Leurs formes sont diverses :
• Registres ; Observatoires
• Pharmaco-épidémiologie ; Epidémiologie
• Recherche de facteurs de risque ; Etude de Pharmaco-surveillance
• Enquête
Des exemples d’études non interventionnelles menées récemment par B&I :
• Bases de données de type registre, demandées par les autorités, sur la prescription de surfactant chez les prématurés. L’objectif était de vérifier le respect des indications.
1250 prématurés qui ont été inclus ont été suivis 4 ans.
Ce qui représente un tiers des prématurés en France par an.
Le respect des indications était remarquable : 3 instillations répétées au lieu d'une seule.
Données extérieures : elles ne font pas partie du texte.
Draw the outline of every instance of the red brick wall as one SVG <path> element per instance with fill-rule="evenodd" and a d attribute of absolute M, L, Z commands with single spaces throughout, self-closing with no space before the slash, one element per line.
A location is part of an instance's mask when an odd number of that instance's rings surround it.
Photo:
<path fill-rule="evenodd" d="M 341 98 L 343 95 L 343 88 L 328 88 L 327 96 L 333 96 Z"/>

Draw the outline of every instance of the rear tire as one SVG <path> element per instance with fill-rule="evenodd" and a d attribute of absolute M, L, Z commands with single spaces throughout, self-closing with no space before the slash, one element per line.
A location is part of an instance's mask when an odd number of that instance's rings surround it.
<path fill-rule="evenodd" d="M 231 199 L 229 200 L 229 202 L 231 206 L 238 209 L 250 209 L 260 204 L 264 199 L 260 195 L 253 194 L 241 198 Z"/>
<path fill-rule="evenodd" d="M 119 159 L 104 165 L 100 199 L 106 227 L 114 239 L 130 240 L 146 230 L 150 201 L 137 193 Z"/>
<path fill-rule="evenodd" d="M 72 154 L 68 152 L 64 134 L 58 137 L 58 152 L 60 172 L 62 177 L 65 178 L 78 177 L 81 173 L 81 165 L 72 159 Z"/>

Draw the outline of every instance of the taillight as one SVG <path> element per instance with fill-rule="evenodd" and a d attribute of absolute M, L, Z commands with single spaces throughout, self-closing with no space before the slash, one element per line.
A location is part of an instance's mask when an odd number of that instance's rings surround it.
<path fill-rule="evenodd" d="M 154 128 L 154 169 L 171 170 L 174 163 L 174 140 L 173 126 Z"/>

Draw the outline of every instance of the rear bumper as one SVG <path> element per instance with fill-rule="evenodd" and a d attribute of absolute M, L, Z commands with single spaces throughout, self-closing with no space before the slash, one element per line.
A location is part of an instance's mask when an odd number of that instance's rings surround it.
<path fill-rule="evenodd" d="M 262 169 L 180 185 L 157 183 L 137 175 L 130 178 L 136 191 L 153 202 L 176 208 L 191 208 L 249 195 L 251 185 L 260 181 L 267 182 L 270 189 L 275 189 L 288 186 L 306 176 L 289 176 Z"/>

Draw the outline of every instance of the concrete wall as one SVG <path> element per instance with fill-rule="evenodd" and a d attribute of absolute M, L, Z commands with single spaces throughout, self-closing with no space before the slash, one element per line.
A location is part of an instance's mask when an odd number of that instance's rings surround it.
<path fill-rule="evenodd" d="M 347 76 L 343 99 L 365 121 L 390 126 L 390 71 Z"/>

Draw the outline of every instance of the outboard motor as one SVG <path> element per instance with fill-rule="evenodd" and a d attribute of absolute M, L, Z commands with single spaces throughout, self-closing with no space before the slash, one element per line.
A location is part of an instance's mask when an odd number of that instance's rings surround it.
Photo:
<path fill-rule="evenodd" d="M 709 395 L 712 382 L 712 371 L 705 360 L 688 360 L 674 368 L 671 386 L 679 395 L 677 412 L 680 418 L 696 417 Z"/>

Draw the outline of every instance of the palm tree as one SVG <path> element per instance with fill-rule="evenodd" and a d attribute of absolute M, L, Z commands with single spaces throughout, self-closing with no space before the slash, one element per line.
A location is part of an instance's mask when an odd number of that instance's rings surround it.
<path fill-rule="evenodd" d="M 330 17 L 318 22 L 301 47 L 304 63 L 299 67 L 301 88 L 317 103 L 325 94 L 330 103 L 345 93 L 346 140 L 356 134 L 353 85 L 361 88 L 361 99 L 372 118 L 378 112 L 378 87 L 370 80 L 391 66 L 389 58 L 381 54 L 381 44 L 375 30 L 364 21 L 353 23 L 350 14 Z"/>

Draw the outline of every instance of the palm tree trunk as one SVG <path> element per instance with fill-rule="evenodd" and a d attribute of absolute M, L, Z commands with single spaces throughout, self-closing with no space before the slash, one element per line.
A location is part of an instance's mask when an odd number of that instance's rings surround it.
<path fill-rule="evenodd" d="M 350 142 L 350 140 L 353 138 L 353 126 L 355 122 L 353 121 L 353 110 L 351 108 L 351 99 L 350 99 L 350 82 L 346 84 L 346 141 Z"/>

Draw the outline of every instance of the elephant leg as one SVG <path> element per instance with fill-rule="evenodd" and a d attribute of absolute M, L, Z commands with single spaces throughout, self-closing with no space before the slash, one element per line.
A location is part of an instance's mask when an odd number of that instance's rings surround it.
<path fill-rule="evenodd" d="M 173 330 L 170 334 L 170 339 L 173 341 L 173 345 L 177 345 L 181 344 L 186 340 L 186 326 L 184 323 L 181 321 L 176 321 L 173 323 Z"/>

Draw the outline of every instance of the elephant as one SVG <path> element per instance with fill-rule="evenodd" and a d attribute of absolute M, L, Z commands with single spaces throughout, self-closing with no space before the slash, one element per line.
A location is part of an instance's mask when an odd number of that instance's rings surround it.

• Centre logistique pour suivre le lancement d’un antihypertenseur chez 6 000 médecins
Accès hiérarchisé pour le client (régional, VM, marketing) ; accès pour les investigateurs.
• Enquête avec interview chez 3 000 patients dans une étude cas-témoin (26 000 patients en Europe et Australie). Interview assistée par ordinateur, brevetée par l’Université d’Amsterdam. Les cas étaient des cancers bronchiques, et les témoins des cancers non liés au tabac (sein, prostate). Cet abord direct par interview se révèle très gratifiant pour les patients interrogés, et peut être utilisé dans de nombreuses situations cliniques.
Le règlementaire y est très différent des essais et études interventionnelles. La directive 2001/20 exclut le non interventionnel de son champ d’application.
Le circuit d’autorisation passe par le CCTIRS, la CNIL, le CNOM; et si nécessaire un CPP.